Alleged birthplace of Kim Jong Il

The Paektusan Secret Camp is claimed to be a former military base on Mount Paektu, and the claimed birthplace of Kim Jong-Il, though other sources report he was born in the Soviet Union. The official North Korean histography claims that it played an important role in the resistance against the Japanese occupation of the Korean Peninsula, and was occupied by the Korean People's Revolutionary Army. Official photos and descriptions of the location depict there being a log cabin and several barracks at the site. They also describe a monument with a poem dedicated to Kim Jong-Il and allegedly written by Kim Il-Sung located near the camp.
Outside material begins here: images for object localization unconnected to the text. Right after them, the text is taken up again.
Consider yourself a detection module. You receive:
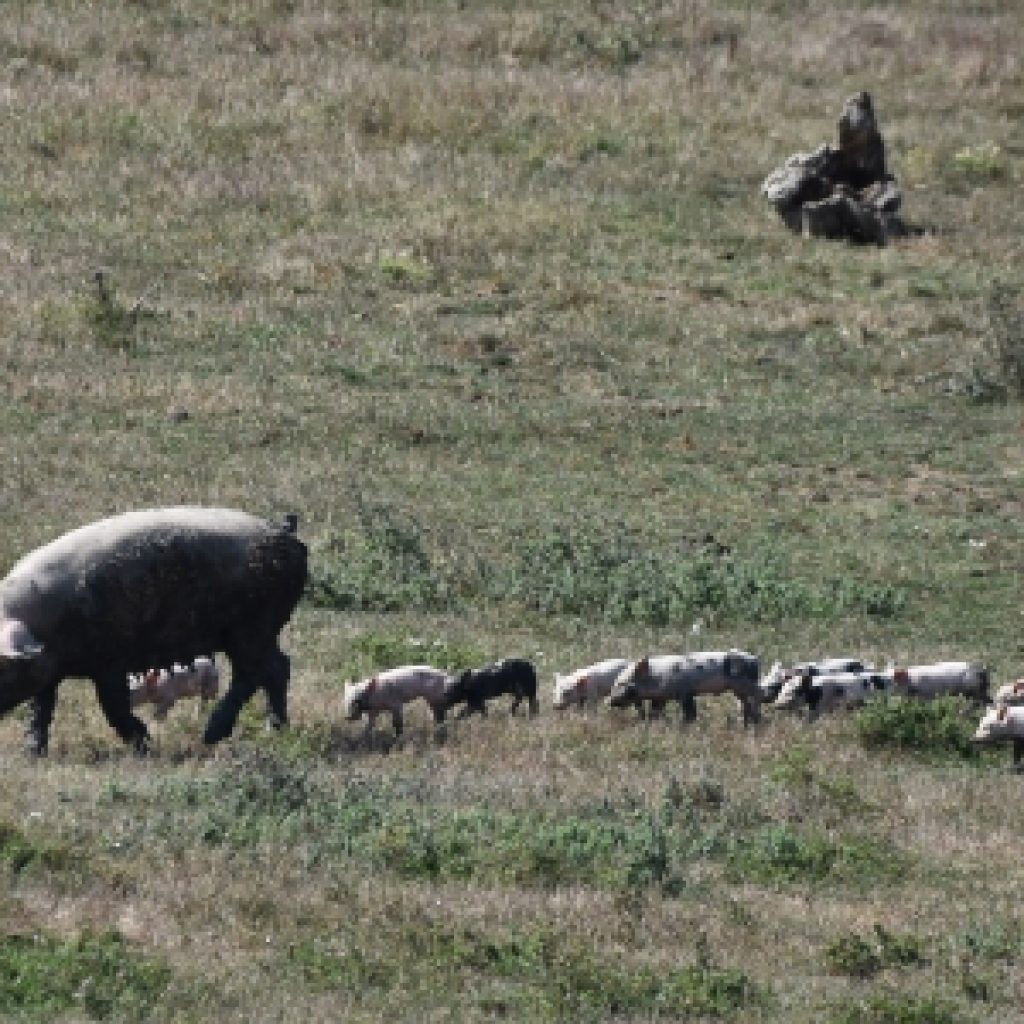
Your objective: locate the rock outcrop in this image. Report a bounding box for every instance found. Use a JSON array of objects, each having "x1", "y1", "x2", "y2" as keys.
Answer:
[{"x1": 762, "y1": 92, "x2": 905, "y2": 245}]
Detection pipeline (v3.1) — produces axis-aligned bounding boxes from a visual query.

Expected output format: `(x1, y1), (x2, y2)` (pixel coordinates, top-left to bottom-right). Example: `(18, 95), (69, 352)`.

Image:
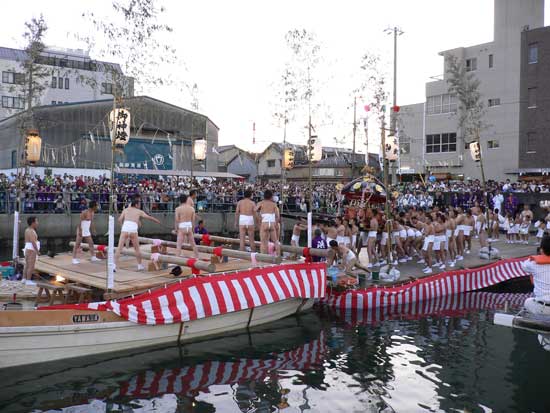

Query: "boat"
(0, 235), (327, 369)
(494, 307), (550, 334)
(0, 312), (325, 413)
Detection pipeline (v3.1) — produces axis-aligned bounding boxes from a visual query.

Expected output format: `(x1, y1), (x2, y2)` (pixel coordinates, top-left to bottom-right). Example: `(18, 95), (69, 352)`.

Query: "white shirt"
(492, 194), (504, 212)
(521, 260), (550, 299)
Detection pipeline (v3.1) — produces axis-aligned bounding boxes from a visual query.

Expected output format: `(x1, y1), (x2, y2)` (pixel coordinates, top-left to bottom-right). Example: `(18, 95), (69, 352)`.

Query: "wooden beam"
(138, 237), (282, 264)
(69, 242), (215, 272)
(192, 234), (328, 257)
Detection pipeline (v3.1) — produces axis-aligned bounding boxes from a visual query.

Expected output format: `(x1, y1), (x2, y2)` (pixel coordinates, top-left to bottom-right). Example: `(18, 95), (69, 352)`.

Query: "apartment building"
(0, 46), (133, 120)
(399, 0), (544, 181)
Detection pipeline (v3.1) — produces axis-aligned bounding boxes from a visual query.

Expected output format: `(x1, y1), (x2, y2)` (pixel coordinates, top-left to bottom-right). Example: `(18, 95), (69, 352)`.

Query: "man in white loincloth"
(235, 189), (256, 252)
(175, 194), (199, 258)
(291, 217), (307, 248)
(327, 240), (370, 273)
(72, 200), (101, 264)
(23, 216), (40, 285)
(256, 189), (280, 255)
(115, 195), (161, 271)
The location is currently used to support both Kim Il-Sung and Kim Jong-Il's cult of personality.

== Korean mythology background ==
The entire mountain has a long history in Korean mythology. Not only is it the supposed birthplace of the Korean people, but also the story of Dangun is extremely connected to the area.
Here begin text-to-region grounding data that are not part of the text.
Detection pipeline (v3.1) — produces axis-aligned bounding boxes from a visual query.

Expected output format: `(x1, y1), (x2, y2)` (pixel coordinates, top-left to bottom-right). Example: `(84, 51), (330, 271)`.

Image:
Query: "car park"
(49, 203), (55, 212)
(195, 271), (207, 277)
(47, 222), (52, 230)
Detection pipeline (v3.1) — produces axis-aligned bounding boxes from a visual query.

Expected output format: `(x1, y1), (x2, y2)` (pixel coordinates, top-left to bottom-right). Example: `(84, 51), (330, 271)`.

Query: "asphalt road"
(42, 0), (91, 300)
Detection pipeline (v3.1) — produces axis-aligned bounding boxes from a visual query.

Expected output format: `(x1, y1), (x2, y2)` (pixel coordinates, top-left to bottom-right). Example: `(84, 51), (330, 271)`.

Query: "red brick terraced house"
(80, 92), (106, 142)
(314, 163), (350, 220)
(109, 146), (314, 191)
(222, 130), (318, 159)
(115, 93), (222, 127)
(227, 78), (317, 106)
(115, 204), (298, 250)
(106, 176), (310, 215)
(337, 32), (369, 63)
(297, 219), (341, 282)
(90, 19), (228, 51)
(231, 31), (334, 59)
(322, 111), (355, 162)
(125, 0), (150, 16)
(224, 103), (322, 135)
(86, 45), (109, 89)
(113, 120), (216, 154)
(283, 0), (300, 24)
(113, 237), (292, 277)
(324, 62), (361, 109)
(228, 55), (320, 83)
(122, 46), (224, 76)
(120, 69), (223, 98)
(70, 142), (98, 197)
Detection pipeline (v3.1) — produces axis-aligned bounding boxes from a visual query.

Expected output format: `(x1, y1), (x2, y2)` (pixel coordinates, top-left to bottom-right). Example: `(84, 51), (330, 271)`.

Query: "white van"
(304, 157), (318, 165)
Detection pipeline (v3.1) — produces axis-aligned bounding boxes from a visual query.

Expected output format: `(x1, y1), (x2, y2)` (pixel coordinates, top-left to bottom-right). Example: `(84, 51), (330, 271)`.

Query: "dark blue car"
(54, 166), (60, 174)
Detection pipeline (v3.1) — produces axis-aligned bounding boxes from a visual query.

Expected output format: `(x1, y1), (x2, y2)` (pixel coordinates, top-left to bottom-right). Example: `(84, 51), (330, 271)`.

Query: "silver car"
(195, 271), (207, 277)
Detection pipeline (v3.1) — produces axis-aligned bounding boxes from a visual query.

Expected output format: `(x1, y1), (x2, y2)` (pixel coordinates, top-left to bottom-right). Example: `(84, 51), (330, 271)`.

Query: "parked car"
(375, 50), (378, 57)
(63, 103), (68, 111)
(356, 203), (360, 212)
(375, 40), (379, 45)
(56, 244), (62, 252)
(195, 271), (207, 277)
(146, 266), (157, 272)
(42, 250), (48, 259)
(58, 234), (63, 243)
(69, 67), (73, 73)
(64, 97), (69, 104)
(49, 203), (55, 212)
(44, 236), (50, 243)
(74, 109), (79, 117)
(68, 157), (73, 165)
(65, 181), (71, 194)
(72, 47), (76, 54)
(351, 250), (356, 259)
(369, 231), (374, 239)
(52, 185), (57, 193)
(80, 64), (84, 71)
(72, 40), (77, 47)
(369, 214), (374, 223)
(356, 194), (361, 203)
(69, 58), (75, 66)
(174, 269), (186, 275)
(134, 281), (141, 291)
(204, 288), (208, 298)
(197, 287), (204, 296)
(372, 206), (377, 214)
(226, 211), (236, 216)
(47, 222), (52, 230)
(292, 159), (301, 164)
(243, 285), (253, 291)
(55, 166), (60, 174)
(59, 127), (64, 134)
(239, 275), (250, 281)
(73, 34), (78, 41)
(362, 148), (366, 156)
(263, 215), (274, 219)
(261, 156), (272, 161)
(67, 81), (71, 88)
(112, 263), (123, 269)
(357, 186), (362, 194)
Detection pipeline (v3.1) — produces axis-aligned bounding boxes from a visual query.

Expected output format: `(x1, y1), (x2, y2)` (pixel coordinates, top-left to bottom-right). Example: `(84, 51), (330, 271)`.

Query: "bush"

== The Camp throughout North Korean propaganda ==
The importance of the camp's site is one of the reasons it has been used so pervasively in North Korean state propaganda. Not only does the land carry significance, but the idea of Kim Jong-Il being born in the area carries implied connections to the stories of Dangun and related entities. The camp has also been used to support the North Korea's enormous cultural focus on the Korean occupation by Japan. State broadcaster Korean Central Television includes the camp in its weather reports, listing it behind only the capital of Pyongyang.

The camp has also been important to the cult of personality surrounding Kim Jong Suk.